05/07/2008 12:00 am EST


Richard Lehmann

Publisher, Forbes/Lehmann Income Securities Investor

Richard Lehmann, editor of the ISA ETF Investor, says investor interest in commodities spurred the creation of many ETFs-and helped push commodity prices higher.

Commodities of all types have been soaring, particularly agricultural commodities. Part of the reason is the effect of corn being diverted to ethanol production. At least this was the initial impetus.

Since ethanol was subsidized and production mandated by the government, other crops were squeezed out in favor of corn production. This shift distorted the plans of farmers, who planted less wheat, rice, and other crops in order to get the higher prices from corn.

Even those who continued planting other crops reaped windfalls from the supply distortion. It's been reported that one-third of corn planting is now intended for ethanol production.

Coincident with the rise in corn prices was the sharp rise in oil prices. This only served to increase the profitability of ethanol and encourage yet more corn planting to the detriment of other crops.

In addition to corn, other commodities such as gold, silver, nickel, copper, etc., began rising for the same reason as oil-increased demand from China and India's booming economies. The demand for such commodities puts pressure on suppliers to increase production. Many producers are hesitant to commit to such large capital-intensive projects because of the uncertainty regarding future prices for their product.

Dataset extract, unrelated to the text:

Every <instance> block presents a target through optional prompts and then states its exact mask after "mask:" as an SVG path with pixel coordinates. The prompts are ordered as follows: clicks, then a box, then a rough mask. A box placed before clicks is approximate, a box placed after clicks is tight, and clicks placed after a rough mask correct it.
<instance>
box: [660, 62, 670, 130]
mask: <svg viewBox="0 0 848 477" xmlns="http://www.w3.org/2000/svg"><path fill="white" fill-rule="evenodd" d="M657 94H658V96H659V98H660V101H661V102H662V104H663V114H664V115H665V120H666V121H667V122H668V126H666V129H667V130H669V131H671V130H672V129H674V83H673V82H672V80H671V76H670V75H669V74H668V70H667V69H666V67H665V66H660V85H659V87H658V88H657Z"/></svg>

After the stock market swoon, commodities began to be seen as an investment class in themselves. Demand grew for commodities because they are an asset class that is not typically "correlated" with other asset classes. (They tend not to move in the same direction as stocks or bonds-Editor.)

In addition, most tax-advantaged accounts such as IRAs and 401ks are restricted from [direct investments in commodities]. The demand spurred the creation of new investment vehicles based on exchange traded notes (ETNs) and exchange traded funds (ETFs) and a smattering of closed-end funds.

Since the investment community discovered commodities as an investment vehicle, volatility has swept the markets. The formation of a commodity bubble is also a distinct possibility, since speculators now increasingly influence the supply/demand characteristics of the market.

This phenomenon was illustrated when the iShares Silver Trust ETF (Amex: SLV) was first introduced: Silver prices rose substantially in anticipation of silver buying by the fund. Today, silver and gold funds hold more of the metals than most foreign governments hold as reserves. There are now at least 45 exchange traded commodity funds, many of them recently created.

The tax status of ETNs, which are structured like a zero-coupon long-term bond, are unclear at this time. Holders may have to pay implied gains, but the IRS has yet to make a definitive ruling. These ETNs are best kept in tax-advantaged accounts to avoid the issue.